Recently I got an email from Google announcing the imminent deprecation of their old captcha API. But I could not force myself to even find an updated captcha gem and get it working. Now the excitement that was formerly focused on Ruby on Rails has largely shifted to Node.js. So I decided to "kick the tires" of Node.js, by again converting the website.
As of about a week ago, this website is powered by Node.js. I'm using the Express web framework, and a mysql database. I'm using the WebStorm development environment. Many Node.js developers are using MongoDB but, my data was already in mysql, and I know SQL pretty well. The website is hosted by A2 Hosting. A2 does a pretty good job, and at least for now, I am getting very good performance and support, especially considering the small price that they charge. I'm on the "Swift" hosting plan, in case you're curious.
Here are the major components that were used in this website's Node.js / Express incarnation:
Component | Used For |
---|---|
forever | By default, your Node.js app will stop right after the first uncaught exception occurs. In this situation, forever will quickly restart my web application. |
passport, passport-local | Passport provides user authentication for my "admin" user, who has access to ericbt.com's administrative functions. |
ejs, ejs-locals | Express allows one to use whatever template engine one wants. I started out with Handlebars and abandoned it after I realized that the template language was too limited for my purposes. It can be tedious inserting Javascript code inside of ejs templates, but at least the Javascript programming language is sufficiently powerful to handle basic content formatting issues. ejs-locals provide layouts, which are useful for imposing a standard look-and-feel on multiple pages. |
emailjs | I use emailjs to generate email notifications to me. (This website does not send emails to anyone else). |
formidable | Parsing form data for image uploads |
morgan | HTTP Request Logging |
log4js | Logging |
mysql | Database queries |
async | When I implemented pages that required multiple data items, I found myself writing deeply nested code that didn't exploit concurrency opportunities. async allowed me to replace my code with more elegant, readable, and efficient code. |
fs-extra | File manipulation |
line-reader | Log file filtering |
pretty-data | XML pretty-printing |
bootstrap | HTML styling, navigation bar, pagination, image styling, "glyphicons" |
yuicompressor, html-minifier | Minification of CSS, Javascript, and HTML content |
compression | Gzip compression of website content |
Google reCAPTCHA service | .Reducing nuisance data posted to public forms. |
heapdump | Memory leak troubleshooting |
I was really surprised by two things during this conversion effort:
Surprise #1 was due to the fact that Node.js and Express don't get in the say of rapid development. It is a real pleasure to implement a new page, or new feature, in minutes rather than hours.

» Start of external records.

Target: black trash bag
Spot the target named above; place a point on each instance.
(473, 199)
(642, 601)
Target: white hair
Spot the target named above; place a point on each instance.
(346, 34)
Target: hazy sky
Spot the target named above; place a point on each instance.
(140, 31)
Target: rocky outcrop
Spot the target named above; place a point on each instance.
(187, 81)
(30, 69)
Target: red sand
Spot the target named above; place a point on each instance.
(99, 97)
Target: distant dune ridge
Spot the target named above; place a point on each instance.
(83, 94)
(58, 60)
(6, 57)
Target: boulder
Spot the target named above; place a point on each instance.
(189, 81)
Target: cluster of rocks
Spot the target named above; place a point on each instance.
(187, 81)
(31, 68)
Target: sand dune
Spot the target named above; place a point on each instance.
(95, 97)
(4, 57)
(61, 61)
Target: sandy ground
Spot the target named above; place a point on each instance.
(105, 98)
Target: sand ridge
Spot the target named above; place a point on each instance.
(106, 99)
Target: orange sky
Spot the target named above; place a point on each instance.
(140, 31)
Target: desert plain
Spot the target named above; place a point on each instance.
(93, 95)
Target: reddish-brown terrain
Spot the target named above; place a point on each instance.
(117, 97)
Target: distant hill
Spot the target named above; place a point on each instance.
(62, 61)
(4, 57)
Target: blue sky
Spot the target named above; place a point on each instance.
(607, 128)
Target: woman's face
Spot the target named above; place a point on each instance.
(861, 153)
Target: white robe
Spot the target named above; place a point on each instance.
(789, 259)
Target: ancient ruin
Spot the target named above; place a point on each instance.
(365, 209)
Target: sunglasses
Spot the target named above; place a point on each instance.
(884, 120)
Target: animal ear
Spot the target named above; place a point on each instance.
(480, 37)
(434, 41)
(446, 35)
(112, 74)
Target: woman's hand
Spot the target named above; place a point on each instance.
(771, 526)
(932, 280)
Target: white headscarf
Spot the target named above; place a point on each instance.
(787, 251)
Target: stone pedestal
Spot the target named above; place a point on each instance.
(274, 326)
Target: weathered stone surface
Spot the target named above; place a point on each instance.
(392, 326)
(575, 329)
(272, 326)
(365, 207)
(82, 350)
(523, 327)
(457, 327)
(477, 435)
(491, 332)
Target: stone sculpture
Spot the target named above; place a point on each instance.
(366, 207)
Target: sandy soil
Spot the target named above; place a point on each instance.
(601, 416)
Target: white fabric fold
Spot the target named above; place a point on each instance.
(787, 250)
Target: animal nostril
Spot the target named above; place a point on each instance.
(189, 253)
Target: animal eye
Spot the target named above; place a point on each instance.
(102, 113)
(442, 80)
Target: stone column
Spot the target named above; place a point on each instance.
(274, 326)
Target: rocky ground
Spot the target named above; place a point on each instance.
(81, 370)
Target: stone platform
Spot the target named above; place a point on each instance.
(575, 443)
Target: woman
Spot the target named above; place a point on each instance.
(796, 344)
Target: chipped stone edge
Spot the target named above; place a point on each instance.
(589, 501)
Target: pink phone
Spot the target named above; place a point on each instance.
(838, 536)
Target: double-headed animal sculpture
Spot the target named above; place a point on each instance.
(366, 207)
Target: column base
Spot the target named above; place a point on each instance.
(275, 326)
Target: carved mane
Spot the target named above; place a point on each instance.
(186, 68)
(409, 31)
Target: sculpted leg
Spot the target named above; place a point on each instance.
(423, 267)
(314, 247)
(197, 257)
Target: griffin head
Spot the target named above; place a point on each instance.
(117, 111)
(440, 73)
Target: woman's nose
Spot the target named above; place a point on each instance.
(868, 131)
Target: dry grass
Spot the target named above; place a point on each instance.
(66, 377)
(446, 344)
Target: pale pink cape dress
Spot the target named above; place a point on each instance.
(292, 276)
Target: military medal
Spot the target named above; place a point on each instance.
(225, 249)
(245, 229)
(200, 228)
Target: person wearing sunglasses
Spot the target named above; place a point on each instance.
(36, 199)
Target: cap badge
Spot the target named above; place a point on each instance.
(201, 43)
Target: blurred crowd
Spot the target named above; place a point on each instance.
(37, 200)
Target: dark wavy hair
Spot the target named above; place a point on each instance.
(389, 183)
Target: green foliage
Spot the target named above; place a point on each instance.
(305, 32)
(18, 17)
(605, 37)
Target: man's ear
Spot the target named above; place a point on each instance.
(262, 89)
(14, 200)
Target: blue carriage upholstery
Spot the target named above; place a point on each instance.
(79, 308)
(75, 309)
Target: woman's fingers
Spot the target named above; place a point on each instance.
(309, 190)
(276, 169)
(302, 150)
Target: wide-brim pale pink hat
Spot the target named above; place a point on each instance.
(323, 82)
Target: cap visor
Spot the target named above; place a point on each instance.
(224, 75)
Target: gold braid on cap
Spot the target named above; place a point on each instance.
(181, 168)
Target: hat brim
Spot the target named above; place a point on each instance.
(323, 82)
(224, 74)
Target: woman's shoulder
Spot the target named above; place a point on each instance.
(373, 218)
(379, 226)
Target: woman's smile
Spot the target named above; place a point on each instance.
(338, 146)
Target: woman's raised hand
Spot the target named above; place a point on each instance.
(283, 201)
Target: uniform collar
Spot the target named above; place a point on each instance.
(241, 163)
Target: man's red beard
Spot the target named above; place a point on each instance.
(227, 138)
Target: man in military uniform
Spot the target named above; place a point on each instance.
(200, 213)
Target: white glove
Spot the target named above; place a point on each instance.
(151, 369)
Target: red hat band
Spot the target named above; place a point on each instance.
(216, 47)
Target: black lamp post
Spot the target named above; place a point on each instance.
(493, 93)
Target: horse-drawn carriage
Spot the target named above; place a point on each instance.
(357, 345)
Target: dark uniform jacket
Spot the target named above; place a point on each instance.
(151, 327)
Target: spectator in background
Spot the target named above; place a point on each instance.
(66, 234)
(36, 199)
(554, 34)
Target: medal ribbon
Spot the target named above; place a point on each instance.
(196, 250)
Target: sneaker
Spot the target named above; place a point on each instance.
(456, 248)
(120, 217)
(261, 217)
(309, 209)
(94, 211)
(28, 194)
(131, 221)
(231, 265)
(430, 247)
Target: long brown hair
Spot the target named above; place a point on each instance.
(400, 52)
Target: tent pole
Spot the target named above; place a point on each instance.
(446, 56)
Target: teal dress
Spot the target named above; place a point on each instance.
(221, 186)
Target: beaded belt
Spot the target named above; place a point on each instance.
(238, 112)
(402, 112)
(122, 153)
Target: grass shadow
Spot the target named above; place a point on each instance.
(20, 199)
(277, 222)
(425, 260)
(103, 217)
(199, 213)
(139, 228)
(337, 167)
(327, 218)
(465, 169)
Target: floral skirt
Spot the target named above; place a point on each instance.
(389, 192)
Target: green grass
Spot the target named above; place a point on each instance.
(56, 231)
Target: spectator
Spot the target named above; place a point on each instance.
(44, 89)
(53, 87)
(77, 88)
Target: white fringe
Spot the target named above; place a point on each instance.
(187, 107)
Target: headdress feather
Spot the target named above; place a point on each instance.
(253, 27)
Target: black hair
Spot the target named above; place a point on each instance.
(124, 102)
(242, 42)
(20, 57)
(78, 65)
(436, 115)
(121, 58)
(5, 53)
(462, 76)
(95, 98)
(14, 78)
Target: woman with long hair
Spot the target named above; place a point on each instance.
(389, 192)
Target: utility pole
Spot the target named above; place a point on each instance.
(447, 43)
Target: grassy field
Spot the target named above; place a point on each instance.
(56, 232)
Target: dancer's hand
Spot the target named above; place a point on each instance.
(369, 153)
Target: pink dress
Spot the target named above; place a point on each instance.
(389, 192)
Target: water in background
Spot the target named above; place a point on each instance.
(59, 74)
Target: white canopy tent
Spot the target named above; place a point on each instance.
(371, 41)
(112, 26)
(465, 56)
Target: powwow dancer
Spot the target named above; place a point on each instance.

As for surprise #2, I've never been a big fan of Javascript, but I suppose taking a class previously in the Scala programming language made me more receptive to the functional aspects of Javascript. And WebStorm caught many of my Javascript errors before runtime, offered usable "intellisense", and a good debugger for finding and fixing issues that made it all the way to runtime.
Take a little time each day to play, even if it's just with new software development technologies.